Update on my massive disc extrusion / sciatica situation — what actually helped me
I had my first lumbar disc herniation in October 2025. Conservative treatment, physiotherapy etc. After around 2 months I was back working again, still with some symptoms but functional.
Then in April I had a massive recurrence with severe radicular pain, numbness, paresthesia and weakness.
Honestly, one of the worst parts was not even the pain itself. It was the fear.
Fear of permanent damage.
Fear of not being able to walk and work physically anymore.
Fear of recurrence.
Fear of surgery.
Fear that life would never feel normal again.
And to make things worse, several doctors basically told me:
“You shouldn’t do this anymore.”
“You probably can’t do sports anymore.”
“You need to be careful forever.”
“You should think about fusion.”
“You can’t keep doing rope access work.”
That stuff completely destroys you mentally when you are young and active.
I genuinely think psychological support during severe flares is massively underrated. Not because the pain is “psychological”, but because the uncertainty and catastrophic messaging can completely dysregulate your nervous system.

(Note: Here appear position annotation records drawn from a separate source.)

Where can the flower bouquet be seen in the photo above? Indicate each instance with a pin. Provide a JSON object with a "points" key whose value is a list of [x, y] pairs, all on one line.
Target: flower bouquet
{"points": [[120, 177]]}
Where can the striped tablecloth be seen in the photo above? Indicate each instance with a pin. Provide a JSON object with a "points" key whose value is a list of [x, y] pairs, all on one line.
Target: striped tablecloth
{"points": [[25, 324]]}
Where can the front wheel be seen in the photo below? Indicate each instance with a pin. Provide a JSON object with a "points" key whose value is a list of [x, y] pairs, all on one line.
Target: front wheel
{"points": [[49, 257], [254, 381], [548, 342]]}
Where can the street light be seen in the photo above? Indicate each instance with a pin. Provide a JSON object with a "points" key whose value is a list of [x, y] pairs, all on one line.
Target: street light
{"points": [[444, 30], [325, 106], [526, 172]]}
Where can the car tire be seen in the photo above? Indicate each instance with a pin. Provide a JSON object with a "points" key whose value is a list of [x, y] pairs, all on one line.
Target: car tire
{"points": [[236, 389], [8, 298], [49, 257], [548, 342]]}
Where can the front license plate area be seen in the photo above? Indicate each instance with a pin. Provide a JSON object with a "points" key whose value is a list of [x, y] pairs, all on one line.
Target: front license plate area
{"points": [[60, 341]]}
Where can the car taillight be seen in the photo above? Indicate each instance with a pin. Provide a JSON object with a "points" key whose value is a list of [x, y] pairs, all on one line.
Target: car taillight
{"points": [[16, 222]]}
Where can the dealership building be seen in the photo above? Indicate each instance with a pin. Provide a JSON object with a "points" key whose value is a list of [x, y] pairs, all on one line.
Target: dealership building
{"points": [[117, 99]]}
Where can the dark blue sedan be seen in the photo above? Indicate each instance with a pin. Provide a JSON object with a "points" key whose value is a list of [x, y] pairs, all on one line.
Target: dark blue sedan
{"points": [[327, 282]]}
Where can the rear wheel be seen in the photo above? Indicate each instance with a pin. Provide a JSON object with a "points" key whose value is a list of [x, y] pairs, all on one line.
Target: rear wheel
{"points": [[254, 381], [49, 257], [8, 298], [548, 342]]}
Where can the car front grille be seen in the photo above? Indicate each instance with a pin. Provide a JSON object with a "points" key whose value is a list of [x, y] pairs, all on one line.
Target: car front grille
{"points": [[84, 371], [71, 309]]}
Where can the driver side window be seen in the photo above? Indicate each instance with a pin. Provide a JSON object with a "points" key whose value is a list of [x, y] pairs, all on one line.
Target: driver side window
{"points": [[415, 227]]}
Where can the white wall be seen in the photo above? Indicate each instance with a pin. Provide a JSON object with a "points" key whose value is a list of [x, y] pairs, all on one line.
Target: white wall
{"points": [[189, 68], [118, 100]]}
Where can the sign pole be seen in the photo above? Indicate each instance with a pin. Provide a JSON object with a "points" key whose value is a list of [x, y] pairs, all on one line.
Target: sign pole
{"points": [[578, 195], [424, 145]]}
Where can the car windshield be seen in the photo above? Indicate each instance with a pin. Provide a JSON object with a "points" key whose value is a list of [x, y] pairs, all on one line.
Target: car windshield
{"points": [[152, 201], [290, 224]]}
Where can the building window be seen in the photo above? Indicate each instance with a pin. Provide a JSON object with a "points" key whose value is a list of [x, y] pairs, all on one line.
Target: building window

What also frustrated me massively:
most physiotherapy honestly felt useless.
I know that sounds harsh, but that was my experience.
Most physios gave generic exercises without really understanding disc rehab, nerve irritation, loading strategies or return-to-sport principles. Eventually I found a private specialist who actually understood athletic disc rehabilitation and graded exposure. Expensive, but worth every cent.
One of the biggest things I learned was identifying maintaining factors in daily life:
certain sitting positions,
bending,
stress,
sleep deprivation,
fear-based guarding,
doomscrolling spine forums,
constantly testing symptoms,
moving badly because of fear etc.
For a while I had to reduce those triggers hard.
At the same time, I also learned that complete avoidance is not the answer either.
Discs and surrounding tissues adapt to load.
Too much too early flares things up.
Too little for too long keeps you weak and afraid.
Eventually you have to progressively rebuild capacity again.
That was mentally difficult because a lot of doctors made it sound like physical activity itself was dangerous. But from what I learned, movement itself is not the enemy. Poorly timed or poorly dosed loading is.
I also became really interested in the biology behind disc resorption because I was desperate to understand what was happening.
Large extrusions can actually resorb surprisingly well once the nucleus material leaves the disc space and becomes exposed to the immune system. Cytokines and inflammatory cascades involving TNF-alpha, IL-6 and macrophage activity seem to play a role in the cleanup process.
That also changed how I viewed inflammation. Inflammation can obviously create brutal nerve pain, but it also seems to be part of the biological resorption process.
For my worst inflammatory flare, short-term Dexamethasone (8 mg for 3 days) was honestly a huge game changer.
I also used:
Tilidine,
Metamizole,
sometimes Tramadol,
plus basically every supplement imaginable because I was desperate and thought “screw it”.
I spent probably 200 € on supplements alone.
What I used:
PEA 1200 mg/day,
Omega 3,
Curcumin,
Bromelain,
Vitamin D3,
Vitamin B12,
Collagen,
Magnesium,
high protein intake (~2 g/kg bodyweight),
anti-inflammatory nutrition in general.
Do I know what actually helped?
No idea honestly.
PEA was probably the one supplement I found most interesting from an evidence perspective because there actually seems to be decent data regarding neuroinflammation and pain modulation.
But overall I think the biggest thing was not supplements.
It was education.
Understanding what was happening biologically reduced fear massively.
Understanding that symptom fluctuations are normal reduced panic.
Understanding that healing is non-linear stopped me from catastrophizing every flare.
Right now my acute flare is much better.
Still recovering, still rebuilding, but MUCH better than during the peak.
If you are currently stuck in the acute spiral:
I genuinely understand how dark it can get.
But severe symptoms do not automatically mean your life is over.